Google parts with top AI researcher after blocking paper, faces blowback

Former Google AI Research Scientist Timnit Gebru speaks onstage during Day 3 of TechCrunch Disrupt SF 2018 at Moscone Center on September 7, 2018 in San Francisco, California.
Enlarge / Former Google AI Research Scientist Timnit Gebru speaks onstage during Day 3 of TechCrunch Disrupt SF 2018 at Moscone Center on September 7, 2018 in San Francisco, California.
Kimberly White | Getty Images

Google struggled on Thursday to limit the fallout from the departure of a top artificial intelligence researcher after the Internet group blocked the publication of a paper on an important AI ethics issue.

Timnit Gebru, who had been co-head of AI ethics at Google, said on Twitter that she had been fired after the paper was rejected.

Jeff Dean, Google’s head of AI, defended the decision in an internal email to staff on Thursday, saying the paper “didn’t meet our bar for publication.” He also described Dr. Gebru’s departure as a resignation in response to Google’s refusal to concede to unspecified conditions she had set to stay at the company.

The dispute has threatened to shine a harsh light on Google’s handling of internal AI research that could hurt its business, as well as the company’s long-running difficulties in trying to diversify its workforce.

Before she left, Gebru complained in an email to fellow workers that there was “zero accountability” inside Google around the company’s claims it wants to increase the proportion of women in its ranks. The email, first published on Platformer, also described the decision to block her paper as part of a process of “silencing marginalised voices.”

One person who worked closely with Gebru said that there had been tensions with Google management in the past over her activism in pushing for greater diversity. But the immediate cause of her departure was the company’s decision not to allow the publication of a research paper she had coauthored, this person added.

The paper looked at the potential bias in large-scale language models, one of the hottest new fields of natural language research. Systems like OpenAI’s GPT-3 and Google’s own system, Bert, attempt to predict the next word in any phrase or sentence—a method that has been used to produce surprisingly effective automated writing and which Google uses to better understand complex search queries.

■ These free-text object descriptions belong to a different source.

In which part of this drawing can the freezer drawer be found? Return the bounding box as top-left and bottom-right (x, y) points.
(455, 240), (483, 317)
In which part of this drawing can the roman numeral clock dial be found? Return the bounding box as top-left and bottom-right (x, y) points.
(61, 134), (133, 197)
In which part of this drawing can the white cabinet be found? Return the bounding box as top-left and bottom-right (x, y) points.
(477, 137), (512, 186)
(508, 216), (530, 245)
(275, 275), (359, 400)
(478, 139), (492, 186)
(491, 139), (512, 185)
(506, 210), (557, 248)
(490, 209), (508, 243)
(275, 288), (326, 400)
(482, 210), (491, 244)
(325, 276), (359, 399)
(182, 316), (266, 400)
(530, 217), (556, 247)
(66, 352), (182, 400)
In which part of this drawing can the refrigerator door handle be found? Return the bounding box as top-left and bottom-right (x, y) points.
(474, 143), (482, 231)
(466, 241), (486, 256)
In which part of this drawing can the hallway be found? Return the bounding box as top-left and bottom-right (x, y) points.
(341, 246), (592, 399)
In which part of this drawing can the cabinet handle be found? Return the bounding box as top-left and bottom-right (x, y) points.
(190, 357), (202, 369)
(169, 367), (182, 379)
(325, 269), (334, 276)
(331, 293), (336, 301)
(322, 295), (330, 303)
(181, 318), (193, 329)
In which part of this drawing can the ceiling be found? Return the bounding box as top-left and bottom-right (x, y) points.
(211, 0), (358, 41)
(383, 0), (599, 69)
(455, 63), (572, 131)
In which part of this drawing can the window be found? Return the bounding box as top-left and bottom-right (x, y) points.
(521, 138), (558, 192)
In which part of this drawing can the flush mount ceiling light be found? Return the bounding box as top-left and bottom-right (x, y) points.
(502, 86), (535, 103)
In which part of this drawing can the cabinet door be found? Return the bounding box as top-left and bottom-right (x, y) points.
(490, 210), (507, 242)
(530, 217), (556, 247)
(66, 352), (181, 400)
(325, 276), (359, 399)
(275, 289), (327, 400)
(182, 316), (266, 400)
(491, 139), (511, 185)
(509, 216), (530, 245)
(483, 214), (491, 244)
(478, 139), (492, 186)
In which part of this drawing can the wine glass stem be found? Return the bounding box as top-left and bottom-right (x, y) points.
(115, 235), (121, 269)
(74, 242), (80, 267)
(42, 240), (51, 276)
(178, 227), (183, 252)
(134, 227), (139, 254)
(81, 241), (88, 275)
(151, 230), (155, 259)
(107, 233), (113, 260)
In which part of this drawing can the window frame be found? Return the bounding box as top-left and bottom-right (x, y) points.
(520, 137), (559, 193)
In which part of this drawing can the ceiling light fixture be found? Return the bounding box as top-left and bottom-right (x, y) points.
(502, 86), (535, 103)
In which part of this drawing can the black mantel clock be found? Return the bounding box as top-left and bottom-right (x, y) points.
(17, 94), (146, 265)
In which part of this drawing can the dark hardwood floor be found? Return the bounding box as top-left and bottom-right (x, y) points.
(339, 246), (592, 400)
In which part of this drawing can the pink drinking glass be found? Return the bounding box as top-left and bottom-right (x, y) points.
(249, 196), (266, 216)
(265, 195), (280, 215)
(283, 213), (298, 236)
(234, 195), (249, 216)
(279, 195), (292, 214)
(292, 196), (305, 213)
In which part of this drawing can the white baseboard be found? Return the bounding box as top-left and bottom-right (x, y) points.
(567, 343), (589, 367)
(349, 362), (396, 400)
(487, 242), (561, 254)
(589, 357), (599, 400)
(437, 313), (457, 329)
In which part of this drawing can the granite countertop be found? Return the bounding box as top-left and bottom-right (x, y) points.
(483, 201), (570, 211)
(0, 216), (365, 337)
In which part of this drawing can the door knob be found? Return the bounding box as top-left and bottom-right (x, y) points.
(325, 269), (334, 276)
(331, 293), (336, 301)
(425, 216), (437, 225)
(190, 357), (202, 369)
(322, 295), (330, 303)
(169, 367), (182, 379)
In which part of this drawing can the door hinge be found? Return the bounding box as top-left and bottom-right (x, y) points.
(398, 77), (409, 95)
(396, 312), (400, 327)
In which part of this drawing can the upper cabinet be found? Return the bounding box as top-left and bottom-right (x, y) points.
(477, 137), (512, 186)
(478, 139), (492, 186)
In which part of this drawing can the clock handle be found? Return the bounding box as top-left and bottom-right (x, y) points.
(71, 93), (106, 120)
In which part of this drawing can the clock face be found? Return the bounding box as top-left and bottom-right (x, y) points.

The language models are trained on vast amounts of text, usually drawn from the Internet, which has raised warnings that they could regurgitate racial and other biases that are contained in the underlying training material.

“From the outside, it looks like someone at Google decided this was harmful to their interests,” said Emily Bender, a professor of computational linguistics at the University of Washington, who co-authored the paper.

“Academic freedom is very important—there are risks when [research] is taking place in places that [don’t] have that academic freedom,” giving companies or governments the power to “shut down” research they don’t approve of, she added.

Bender said the authors hoped to update the paper with newer research in time for it to be accepted at the conference to which it had already been submitted. But she added that it was common for such work to be superseded by newer research, given how quickly work in fields like this is progressing. “In the research literature, no paper is perfect.”

Julien Cornebise, a former AI researcher at DeepMind, the London-based AI group owned by Google’s parent, Alphabet, said that the dispute “shows the risks of having AI and machine learning research concentrated in the few hands of powerful industry actors, since it allows censorship of the field by deciding what gets published or not.”

He added that Gebru was “extremely talented—we need researchers of her calibre, no filters, on these issues.” Gebru did not immediately respond to requests for comment.

Dean said that the paper, written with three other Google researchers, as well as external collaborators, “didn’t take into account recent research to mitigate” the risk of bias. He added that the paper “talked about the environmental impact of large models, but disregarded subsequent research showing much greater efficiencies.”